Logo nas primeiras semanas de isolamento social, imposto pela pandemia do Novo Coronavírus, constatou-se, em todos os quadrantes do planeta, um aumento expressivo da violência familiar contra as mulheres. Estudos apontam que a elevação dos índices de violência decorreu do aumento da tensão no ambiente doméstico causado pela angústia e mal-estar que, naturalmente, afloram da situação de isolamento, pelas dificuldades econômicas, desemprego, consumo excessivo de bebidas alcoólicas, dentre outros fatores.
A situação se revela bem mais preocupante na medida em que, confinadas em casa, as mulheres se tornam “presas fáceis” para os seus agressores e por estarem também, constantemente, sendo por eles “vigiadas”, ficam impedidas de buscar socorro. Bem por isso, aliás, é que estudiosos dessa macabra realidade que permeia nossa sociedade vêm indicando iniciativas, excepcionais, próprias para serem adotadas nestes tempos de confinamento, visando a proteger as mulheres agredidas ou que se encontram em estado de risco.
Esse quadro, inteiramente revoltante, que exterioriza, o quanto mais, uma conhecida e repugnante cultura machista e opressora contra as mulheres, obriga-nos, por outro lado, a novas reflexões.
Com efeito, é de ver que, a par de todos os fatores apontados logo acima, é a convivência diária e em tempo integral no mesmo espaço familiar que, pelo que se nota, proporciona o ambiente propício para a eclosão da violência. Significa dizer, então, que se ao invés do isolamento social tivéssemos, a qualquer tempo, com ou sem pandemia, uma espécie de “isolamento conjugal regrado”, pelo qual os casais somente se encontrassem para o descanso noturno, os índices de violência doméstica contra as mulheres seriam bem menores.
Essa realidade descortina, à vista de todos, um cenário de extrema fragilidade nas relações afetivas que, de tão débeis, não suportam o que nelas deveria ser o mais elementar; a convivência, o trato diário, o companheirismo e a intimidade.

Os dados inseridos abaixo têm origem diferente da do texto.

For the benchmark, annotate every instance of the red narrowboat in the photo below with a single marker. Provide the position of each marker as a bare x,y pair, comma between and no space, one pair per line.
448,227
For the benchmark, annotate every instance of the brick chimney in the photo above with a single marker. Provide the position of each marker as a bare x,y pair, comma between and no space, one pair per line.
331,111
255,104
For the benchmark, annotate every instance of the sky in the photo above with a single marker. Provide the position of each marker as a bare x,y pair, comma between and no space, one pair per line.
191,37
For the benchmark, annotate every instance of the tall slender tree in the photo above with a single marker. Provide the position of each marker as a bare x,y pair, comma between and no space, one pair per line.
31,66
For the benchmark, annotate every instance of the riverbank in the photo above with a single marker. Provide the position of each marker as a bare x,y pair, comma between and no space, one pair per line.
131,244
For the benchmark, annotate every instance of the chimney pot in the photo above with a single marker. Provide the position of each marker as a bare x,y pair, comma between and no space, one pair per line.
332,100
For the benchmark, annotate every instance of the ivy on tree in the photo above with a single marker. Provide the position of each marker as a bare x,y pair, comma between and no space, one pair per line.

Para ser mais agudo, pode-se dizer que tudo isso mostra, a rigor, a ausência de amor, sentimento sublime e fundamental, nessas relações afetivas.
Em recente debate num encontro virtual realizado pelo Instituto Brasileiro de Direito de Família – DF, apresentei esse meu ponto de vista acerca do assunto e, logo de pronto, uma psicóloga que também participava da discussão sugeriu que esse estado de coisa materializa aquilo que Zygmunt Bauman, sociólogo e filósofo polonês, chamava de “amor líquido” caracterizado, justamente pela fragilidade e fluidez dos laços humanos, inclusive, aqueles de natureza afetiva e familiar.

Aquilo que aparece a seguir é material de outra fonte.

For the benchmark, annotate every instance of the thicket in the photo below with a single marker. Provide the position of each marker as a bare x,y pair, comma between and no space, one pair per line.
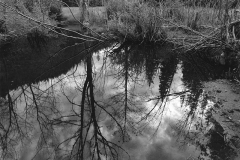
14,24
184,22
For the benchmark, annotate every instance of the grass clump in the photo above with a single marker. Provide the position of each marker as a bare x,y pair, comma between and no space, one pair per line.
136,22
17,25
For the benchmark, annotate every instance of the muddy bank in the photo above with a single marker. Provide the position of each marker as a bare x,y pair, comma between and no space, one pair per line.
226,109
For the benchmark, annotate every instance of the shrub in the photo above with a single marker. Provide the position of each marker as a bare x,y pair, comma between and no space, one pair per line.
19,25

De fato, é bem provável que estamos a viver na “Modernidade Líquida”, conceito muito bem elaborado por Bauman, e, nesse contexto, recebemos todos os influxos dela advindos. Assim, em conformidade com o pensamento do sociólogo polonês, devemos admitir que nos tempos atuais, em vista de uma série de fatores sociais, econômicos, tecnológicos, dentre outros, as relações afetivas são, em regra, instáveis, de pouca duração, com laços não muito apertados de compromisso e que, porquanto, tendem a se desfazerem em pouco tempo. Aliás, Bauman entendia que o homem moderno convive com certo conflito, qual seja: de um lado o medo da solidão, que o leva a buscar a companhia de outro (a); e, no lado oposto, o desejo de liberdade plena para gozar de todas as oportunidades da vida contemporânea, o que lhe faz afastar da ideia de relacionamentos estáveis que possam criar vínculos fortes, inflexíveis, duradouros.
Mas, se o “amor líquido”, a despeito do que podem pensar os mais conservadores, é mesmo uma realidade social, mostra-se absolutamente necessário que os casais, mais do que nunca, saibam dimensionar o tempo da sua “validade”. É imperioso que avaliem, permanentemente, até quando a relação “vale a pena” e quando chega o tempo de se ganhar a “liberdade” que, intimamente, possa estar pedindo passagem.
Assim, nessa linha intelectiva, se mostraria bastante eficaz, na tentativa de se evitar, o quanto mais, a violência doméstica familiar, se tivéssemos campanhas educativas, debates, colóquios, reuniões, etc., nos quais se enfocasse não apenas formas pelas quais as mulheres devem se defender das agressões dos seus companheiros, mas, antes disso, que se problematizassem, sem peias ou meias verdades, a validade das relações afetivas, o quanto e como elas podem influenciar no bem-estar e na felicidade das pessoas. Isso poderia estimular a todos (homens e mulheres) avaliar, refletidamente, se vale a pena prosseguir nesta ou naquela relação e, desse modo, sendo o caso, livrar-se de relacionamentos angustiantes, opressores, falidos de amor, os quais passam a ser campos férteis para a violência.